82% do mercado de tecnologia é ocupado por homens. Entrar em uma empresa ou em um evento de TI é tentar se encaixar em um espaço quase totalmente masculino, com perfis muito parecidos de pessoas. Para uma mulher, participar desse ambiente se destacando por seus conhecimentos e habilidades é um desafio gigante.
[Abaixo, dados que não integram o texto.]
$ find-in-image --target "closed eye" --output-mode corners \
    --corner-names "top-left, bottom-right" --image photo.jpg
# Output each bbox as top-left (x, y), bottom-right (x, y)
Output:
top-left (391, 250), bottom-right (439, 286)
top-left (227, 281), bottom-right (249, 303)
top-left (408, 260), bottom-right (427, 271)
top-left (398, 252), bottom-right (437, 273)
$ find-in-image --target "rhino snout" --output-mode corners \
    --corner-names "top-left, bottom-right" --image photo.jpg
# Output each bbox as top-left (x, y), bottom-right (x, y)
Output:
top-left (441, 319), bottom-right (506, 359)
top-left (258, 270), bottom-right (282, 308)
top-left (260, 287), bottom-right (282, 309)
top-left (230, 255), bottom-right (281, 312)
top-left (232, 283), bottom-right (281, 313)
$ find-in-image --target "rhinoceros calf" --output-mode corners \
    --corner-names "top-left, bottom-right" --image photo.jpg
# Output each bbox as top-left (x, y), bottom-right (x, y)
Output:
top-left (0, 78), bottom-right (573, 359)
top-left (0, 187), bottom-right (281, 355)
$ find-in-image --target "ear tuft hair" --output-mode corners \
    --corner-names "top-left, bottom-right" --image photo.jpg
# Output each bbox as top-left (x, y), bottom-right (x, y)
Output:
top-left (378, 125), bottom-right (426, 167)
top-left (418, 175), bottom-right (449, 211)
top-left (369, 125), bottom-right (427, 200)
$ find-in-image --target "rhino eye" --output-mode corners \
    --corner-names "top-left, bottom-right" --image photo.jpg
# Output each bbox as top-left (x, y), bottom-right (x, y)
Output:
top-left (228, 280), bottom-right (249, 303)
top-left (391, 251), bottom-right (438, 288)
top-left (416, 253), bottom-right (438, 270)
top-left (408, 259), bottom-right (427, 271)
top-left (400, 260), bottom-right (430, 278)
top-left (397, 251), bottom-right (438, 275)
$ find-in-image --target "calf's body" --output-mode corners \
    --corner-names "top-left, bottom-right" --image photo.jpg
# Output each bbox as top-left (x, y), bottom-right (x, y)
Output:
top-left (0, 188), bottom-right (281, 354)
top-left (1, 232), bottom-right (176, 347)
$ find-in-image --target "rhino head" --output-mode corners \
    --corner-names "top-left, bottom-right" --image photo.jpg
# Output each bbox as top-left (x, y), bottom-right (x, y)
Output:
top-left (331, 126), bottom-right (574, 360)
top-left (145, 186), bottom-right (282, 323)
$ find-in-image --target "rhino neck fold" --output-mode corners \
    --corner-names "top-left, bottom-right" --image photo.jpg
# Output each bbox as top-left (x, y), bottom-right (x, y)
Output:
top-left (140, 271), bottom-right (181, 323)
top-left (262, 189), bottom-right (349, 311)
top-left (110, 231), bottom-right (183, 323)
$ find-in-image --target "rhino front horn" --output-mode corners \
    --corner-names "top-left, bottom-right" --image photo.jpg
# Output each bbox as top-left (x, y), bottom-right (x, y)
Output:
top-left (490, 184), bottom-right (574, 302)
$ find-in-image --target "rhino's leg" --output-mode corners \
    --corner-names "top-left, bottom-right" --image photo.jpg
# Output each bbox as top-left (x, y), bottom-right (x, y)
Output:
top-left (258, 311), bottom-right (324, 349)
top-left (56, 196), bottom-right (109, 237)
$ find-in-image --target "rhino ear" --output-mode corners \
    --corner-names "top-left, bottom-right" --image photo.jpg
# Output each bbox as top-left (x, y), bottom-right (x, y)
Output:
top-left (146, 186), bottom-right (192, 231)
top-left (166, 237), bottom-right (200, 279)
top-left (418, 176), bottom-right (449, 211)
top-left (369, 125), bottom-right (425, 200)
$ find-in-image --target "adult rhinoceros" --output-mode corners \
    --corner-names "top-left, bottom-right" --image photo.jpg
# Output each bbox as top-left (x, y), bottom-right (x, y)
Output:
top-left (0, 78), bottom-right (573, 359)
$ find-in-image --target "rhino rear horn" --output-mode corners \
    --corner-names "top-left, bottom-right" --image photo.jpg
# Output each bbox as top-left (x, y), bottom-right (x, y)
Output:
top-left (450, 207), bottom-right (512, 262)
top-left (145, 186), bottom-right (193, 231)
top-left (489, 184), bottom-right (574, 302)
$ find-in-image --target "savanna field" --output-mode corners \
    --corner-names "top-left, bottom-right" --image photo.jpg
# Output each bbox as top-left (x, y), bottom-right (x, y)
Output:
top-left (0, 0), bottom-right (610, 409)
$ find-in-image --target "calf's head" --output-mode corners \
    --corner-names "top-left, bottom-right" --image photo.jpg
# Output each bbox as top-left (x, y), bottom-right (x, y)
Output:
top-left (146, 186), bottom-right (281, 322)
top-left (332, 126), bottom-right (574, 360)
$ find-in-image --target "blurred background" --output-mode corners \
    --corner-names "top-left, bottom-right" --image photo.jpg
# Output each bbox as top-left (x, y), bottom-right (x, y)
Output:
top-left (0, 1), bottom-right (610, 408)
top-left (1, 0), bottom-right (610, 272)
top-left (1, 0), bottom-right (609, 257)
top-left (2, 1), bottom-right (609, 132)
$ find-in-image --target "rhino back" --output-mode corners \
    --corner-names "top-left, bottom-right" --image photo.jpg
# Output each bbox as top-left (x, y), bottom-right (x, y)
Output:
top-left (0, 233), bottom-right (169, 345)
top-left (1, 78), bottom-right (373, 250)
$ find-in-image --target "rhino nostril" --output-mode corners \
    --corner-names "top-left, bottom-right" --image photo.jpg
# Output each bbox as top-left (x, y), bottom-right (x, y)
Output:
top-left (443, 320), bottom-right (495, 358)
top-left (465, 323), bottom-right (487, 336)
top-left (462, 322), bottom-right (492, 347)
Um dos motivos é a falta de empatia.

Tabela
(Foto: Reprodução)

No Vale, a sensação era diferente. Senti empatia na rua, quando ia trabalhar sozinha na cafeteria e as pessoas demonstravam uma simpatia gratuita (pouco normal para quem se acostumou com grandes cidades). Senti empatia nos eventos, que tentavam tornar mais fácil a vida de quem não dominava o idioma. Senti empatia nos próprios brasileiros instalados por lá, que se colocavam dispostos a ouvir e entender os meus desafios. O que mais me encantou, porém, foi a empatia dos empreendedores de vários países e em várias fases de maturidade e maturação, que receberam minhas ideias, por mais simples que fossem, com o mais alto nível de empolgação e interesse.

Empatia e diversidade parecem caminhar juntos no Vale, nos micro e macro espaços da tecnologia, desenvolvendo-se um ao outro e criando um ambiente de incentivo, oportunidade e colaboração.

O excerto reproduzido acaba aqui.